Part 5. Sampling & Estimation Flashcards
Simple Random Sampling
A method of selecting a sample in such a way that each item or person in the population being studied has the same likelihood of being included in the sample.
e.g. picking random numbers out of a bag.
Systematic sampling
Another way to form an approximately random sample, by selecting every nth member from a population.
Sampling error
The difference between a sample statistic (the mean, variance, or standard deviation of the sample) and its corresponding population parameter (the true mean, variance or standard deviation of the population).
sampling error of the mean = sample mean (x-) - population mean (u)
Sampling distribution
(Of a sample statistic)
A probability distribution of all possible sample statistics computed from a set of equal-size samples that were randomly drawn from the same population.
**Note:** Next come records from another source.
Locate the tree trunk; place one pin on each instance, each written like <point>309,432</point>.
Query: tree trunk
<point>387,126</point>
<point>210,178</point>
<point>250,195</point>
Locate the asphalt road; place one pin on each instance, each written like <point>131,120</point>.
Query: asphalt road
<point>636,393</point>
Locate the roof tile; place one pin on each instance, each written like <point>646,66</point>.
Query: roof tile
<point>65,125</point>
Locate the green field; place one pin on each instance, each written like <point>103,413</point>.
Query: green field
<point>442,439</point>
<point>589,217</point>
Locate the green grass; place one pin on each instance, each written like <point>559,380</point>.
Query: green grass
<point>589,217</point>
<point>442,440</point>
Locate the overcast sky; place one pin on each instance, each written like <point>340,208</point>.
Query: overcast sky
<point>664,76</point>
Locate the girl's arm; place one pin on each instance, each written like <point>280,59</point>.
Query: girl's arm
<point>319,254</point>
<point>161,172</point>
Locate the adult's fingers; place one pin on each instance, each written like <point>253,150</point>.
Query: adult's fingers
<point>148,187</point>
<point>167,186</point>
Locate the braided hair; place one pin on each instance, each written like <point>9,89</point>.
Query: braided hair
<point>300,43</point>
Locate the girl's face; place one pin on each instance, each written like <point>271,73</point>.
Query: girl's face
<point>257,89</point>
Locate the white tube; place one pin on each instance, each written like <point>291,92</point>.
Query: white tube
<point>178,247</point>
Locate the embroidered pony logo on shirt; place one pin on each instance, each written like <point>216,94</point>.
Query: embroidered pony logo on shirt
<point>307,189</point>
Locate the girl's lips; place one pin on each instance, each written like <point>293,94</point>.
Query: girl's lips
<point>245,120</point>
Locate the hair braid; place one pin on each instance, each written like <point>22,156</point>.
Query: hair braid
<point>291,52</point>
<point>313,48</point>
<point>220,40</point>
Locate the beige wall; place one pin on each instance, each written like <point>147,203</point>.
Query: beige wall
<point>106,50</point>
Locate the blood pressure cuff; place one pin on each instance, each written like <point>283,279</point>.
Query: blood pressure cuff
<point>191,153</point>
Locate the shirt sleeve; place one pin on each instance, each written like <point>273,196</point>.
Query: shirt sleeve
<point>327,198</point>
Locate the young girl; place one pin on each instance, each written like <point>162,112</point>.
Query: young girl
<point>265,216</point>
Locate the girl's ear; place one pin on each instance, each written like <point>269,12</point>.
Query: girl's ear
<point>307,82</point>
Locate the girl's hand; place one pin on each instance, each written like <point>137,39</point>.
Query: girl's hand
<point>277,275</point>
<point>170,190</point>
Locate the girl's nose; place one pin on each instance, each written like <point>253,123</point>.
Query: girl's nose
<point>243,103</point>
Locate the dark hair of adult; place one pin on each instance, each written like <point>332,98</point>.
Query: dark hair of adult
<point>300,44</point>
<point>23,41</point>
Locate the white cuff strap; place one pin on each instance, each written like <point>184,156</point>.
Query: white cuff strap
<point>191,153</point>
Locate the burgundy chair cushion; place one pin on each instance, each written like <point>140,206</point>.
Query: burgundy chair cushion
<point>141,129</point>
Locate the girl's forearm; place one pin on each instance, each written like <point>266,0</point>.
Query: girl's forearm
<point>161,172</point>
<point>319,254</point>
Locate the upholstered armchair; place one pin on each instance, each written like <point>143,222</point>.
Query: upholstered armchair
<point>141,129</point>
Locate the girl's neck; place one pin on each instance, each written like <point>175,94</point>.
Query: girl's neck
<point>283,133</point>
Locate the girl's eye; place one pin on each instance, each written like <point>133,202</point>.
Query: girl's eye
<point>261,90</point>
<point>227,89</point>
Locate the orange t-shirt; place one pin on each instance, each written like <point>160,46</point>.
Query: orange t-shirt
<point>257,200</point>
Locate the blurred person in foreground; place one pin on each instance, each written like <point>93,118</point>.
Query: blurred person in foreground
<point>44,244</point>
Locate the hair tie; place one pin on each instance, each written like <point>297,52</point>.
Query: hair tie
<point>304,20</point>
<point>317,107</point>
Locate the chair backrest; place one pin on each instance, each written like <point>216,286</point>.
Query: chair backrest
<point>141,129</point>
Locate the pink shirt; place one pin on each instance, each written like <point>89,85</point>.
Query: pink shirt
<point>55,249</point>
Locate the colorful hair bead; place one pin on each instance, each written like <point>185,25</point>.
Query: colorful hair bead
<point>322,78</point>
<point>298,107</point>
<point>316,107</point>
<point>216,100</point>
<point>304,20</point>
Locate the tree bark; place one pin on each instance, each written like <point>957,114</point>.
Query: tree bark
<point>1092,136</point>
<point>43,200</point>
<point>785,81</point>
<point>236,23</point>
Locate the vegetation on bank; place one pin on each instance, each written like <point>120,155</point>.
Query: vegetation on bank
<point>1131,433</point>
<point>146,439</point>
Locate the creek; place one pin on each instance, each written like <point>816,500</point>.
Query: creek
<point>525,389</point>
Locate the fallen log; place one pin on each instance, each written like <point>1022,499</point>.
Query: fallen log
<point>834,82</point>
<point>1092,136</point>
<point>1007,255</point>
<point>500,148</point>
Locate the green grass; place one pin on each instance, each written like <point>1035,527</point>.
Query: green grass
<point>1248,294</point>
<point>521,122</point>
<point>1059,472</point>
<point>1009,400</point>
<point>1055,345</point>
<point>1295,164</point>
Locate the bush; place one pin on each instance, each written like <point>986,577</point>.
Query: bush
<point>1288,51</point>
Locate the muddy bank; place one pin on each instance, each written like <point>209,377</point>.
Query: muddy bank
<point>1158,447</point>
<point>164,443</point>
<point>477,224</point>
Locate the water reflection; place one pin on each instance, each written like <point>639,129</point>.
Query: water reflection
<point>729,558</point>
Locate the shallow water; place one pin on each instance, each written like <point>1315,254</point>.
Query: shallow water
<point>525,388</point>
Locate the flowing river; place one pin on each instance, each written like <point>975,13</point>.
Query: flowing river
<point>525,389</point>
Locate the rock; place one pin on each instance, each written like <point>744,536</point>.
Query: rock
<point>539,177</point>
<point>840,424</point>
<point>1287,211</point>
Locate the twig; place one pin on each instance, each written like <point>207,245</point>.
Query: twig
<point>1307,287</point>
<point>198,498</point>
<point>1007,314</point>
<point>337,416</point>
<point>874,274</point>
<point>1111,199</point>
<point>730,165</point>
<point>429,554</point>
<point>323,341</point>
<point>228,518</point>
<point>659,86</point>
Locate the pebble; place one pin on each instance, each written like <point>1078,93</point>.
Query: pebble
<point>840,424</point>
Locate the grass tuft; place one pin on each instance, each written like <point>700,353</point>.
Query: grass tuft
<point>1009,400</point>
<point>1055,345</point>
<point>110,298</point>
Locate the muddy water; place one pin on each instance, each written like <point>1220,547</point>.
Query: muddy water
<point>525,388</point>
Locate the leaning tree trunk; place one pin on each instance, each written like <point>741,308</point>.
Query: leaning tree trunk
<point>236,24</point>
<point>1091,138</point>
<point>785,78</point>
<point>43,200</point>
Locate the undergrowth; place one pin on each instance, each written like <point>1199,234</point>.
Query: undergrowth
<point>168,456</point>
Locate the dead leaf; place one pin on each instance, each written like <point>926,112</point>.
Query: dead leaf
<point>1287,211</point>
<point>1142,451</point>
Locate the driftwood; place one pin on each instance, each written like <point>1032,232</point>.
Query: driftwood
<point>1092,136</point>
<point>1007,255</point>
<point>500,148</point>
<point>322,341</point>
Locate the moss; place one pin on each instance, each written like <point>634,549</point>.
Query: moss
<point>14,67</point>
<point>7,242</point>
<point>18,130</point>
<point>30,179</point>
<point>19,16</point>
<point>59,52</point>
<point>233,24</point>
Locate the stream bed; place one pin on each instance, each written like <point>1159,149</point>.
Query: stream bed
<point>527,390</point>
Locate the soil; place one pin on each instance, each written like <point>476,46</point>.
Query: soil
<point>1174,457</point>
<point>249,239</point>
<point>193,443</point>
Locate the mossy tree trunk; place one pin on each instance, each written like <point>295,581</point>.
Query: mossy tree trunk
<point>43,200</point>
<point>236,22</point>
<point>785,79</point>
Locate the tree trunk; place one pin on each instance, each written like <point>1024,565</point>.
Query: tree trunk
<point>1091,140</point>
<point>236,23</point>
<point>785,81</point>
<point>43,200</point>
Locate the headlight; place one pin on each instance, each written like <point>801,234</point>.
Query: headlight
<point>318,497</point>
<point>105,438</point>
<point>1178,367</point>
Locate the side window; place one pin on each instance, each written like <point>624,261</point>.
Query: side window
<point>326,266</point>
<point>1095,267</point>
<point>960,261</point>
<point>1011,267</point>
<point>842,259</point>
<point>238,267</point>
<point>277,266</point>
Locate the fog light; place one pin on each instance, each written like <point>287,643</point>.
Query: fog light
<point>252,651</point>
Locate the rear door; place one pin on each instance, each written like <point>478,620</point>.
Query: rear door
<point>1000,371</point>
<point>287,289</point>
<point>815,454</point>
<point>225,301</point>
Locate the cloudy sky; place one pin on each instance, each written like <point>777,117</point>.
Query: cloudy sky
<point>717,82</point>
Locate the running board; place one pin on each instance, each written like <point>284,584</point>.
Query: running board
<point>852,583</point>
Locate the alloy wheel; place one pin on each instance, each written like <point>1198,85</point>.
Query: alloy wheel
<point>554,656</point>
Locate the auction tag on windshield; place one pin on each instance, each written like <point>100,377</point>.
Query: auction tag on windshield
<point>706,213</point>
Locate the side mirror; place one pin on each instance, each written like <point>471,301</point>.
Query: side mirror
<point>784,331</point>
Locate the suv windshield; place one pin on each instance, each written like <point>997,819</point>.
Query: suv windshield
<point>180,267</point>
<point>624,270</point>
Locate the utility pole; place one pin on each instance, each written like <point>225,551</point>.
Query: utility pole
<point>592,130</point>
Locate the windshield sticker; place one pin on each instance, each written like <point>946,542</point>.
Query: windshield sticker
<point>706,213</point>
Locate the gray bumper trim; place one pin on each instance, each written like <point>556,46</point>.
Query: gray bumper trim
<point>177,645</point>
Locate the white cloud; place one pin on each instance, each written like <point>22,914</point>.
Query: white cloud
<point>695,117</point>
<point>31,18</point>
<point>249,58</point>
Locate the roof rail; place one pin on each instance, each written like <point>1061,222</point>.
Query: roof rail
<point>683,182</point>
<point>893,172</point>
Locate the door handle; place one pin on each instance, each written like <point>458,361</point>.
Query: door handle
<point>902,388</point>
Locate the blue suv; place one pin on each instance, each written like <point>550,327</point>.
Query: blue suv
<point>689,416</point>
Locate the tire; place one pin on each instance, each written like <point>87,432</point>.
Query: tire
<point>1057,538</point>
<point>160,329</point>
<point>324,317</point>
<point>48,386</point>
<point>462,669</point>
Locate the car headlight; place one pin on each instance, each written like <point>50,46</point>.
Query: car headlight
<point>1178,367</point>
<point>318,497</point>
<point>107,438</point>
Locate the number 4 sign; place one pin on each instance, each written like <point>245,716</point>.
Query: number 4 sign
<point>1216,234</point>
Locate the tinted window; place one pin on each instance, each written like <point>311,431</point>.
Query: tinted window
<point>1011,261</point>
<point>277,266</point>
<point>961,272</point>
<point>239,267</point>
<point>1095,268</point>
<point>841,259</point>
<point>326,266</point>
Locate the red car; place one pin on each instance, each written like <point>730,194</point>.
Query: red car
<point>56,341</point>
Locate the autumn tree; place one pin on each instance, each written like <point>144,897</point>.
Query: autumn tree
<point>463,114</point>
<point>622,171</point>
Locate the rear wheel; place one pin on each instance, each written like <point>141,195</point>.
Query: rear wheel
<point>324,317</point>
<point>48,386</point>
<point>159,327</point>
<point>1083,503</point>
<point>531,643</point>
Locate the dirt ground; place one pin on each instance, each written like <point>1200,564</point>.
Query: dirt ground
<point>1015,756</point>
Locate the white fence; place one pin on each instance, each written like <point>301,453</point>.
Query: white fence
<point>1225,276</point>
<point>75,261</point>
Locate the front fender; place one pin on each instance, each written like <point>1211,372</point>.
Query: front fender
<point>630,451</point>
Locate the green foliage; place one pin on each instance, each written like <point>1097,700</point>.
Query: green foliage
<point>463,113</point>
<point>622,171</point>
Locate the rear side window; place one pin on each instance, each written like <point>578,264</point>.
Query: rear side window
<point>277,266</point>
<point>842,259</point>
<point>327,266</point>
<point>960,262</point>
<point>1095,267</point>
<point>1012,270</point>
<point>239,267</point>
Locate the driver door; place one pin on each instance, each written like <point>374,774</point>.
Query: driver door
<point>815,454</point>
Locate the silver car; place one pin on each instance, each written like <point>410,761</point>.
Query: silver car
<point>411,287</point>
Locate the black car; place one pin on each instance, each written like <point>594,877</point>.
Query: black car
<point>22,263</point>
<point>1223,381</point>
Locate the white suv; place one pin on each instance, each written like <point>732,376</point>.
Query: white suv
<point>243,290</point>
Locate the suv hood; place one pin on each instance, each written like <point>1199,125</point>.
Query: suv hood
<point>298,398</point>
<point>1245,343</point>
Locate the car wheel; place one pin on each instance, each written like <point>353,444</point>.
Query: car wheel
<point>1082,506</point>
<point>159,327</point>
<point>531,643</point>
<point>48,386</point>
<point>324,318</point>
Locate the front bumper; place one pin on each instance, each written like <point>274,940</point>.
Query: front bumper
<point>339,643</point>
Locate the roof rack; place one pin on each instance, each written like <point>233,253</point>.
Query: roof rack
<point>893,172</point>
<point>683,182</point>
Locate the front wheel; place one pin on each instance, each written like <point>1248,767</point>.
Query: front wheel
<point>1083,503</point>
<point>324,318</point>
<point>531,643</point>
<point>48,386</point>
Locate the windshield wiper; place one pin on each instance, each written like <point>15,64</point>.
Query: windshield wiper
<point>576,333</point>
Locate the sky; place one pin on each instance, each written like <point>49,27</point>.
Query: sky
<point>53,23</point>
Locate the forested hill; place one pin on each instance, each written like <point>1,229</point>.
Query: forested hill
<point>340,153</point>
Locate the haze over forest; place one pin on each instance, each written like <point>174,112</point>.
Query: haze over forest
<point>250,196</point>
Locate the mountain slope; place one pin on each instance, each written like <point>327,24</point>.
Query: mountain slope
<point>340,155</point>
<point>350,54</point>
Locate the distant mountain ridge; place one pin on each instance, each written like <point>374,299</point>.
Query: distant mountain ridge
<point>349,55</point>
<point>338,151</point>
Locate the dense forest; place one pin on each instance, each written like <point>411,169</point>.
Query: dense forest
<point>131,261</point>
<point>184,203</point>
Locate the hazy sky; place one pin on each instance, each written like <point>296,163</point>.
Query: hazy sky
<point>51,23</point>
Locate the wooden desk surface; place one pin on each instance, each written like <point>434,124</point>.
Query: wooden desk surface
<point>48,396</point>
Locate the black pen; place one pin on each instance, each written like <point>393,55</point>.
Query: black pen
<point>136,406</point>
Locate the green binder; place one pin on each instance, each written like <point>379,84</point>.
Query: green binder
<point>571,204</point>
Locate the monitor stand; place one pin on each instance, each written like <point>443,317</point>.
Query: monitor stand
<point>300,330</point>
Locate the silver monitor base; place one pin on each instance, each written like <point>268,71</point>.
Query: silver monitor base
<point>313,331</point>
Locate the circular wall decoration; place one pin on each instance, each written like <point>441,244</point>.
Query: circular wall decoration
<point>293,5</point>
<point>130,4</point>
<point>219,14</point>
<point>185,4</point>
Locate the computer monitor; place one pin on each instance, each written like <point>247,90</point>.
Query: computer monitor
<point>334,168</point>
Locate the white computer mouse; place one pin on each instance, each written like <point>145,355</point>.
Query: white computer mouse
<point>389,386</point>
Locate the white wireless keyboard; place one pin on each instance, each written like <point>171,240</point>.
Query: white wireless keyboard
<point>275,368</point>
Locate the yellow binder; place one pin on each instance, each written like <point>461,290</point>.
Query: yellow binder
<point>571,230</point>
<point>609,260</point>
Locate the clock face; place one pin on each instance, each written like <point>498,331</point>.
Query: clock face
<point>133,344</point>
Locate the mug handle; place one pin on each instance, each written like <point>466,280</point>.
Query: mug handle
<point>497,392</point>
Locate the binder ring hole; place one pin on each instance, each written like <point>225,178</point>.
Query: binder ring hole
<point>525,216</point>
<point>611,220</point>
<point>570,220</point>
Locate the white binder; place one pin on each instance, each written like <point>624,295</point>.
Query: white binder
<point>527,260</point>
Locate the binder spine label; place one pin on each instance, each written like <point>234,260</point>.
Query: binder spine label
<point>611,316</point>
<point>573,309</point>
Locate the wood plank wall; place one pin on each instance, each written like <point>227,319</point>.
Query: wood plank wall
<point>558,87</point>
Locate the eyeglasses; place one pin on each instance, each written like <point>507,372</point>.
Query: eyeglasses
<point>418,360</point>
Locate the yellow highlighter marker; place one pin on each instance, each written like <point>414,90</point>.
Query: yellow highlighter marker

Sampling distribution of the mean
Suppose a random sample of 100 bonds is selected from the population of a major municipal bond index consisting of 1000 bonds, and then the mean return of 100-bond sample is calculated.
Repeating this process many times will result in many different estimates of the population mean return.
Stratified random sampling
Uses a classification system to separate the population into smaller groups based on one or more distinguishing characteristics.
From each subgroup (stratum), a random sample is taken and the results are pooled, the size of the samples from each subgroup (stratum) is based on its size relative to the population.
Stratified Sampling Example
Used often in bond indexing, due to the difficulty and cost of completely replicating the entire population of bonds.
The bonds in a population are categorised (stratified) according to major bond risk factors such as duration, maturity, coupon rate, and the like.
The samples are drawn from each separate category and combined to form a final sample.
Time series data
This consists of observations taken over a period of time at specific and equally spaced time intervals.
e.g. the set of monthly returns on Microsoft stock from January 1994 to January 2004.
Cross-sectional data
A sample of observations taken at a single point in time.
e.g. the sample of reported earnings per share of all Nasdaq companies as of Dec 31, 2004.
Longitudinal data
Observations over time of multiple characteristics of the same entity, such as unemployment, inflation and GDP growth rates for a country over 10 years.
Panel data
This contains observations over time of the same characteristic for multiple entities, such as debt/equity ratios for 20 companies over the most recent 24 quarters.
Central Limit Theorem
For simple random samples of size n from a population with mean (u) and finite variance (sigma^2).
The sampling distribution of the sample mean (x-) approaches a normal probability distribution with mean (u), and a variance equal to (sigma^2/n) as the sample size becomes large.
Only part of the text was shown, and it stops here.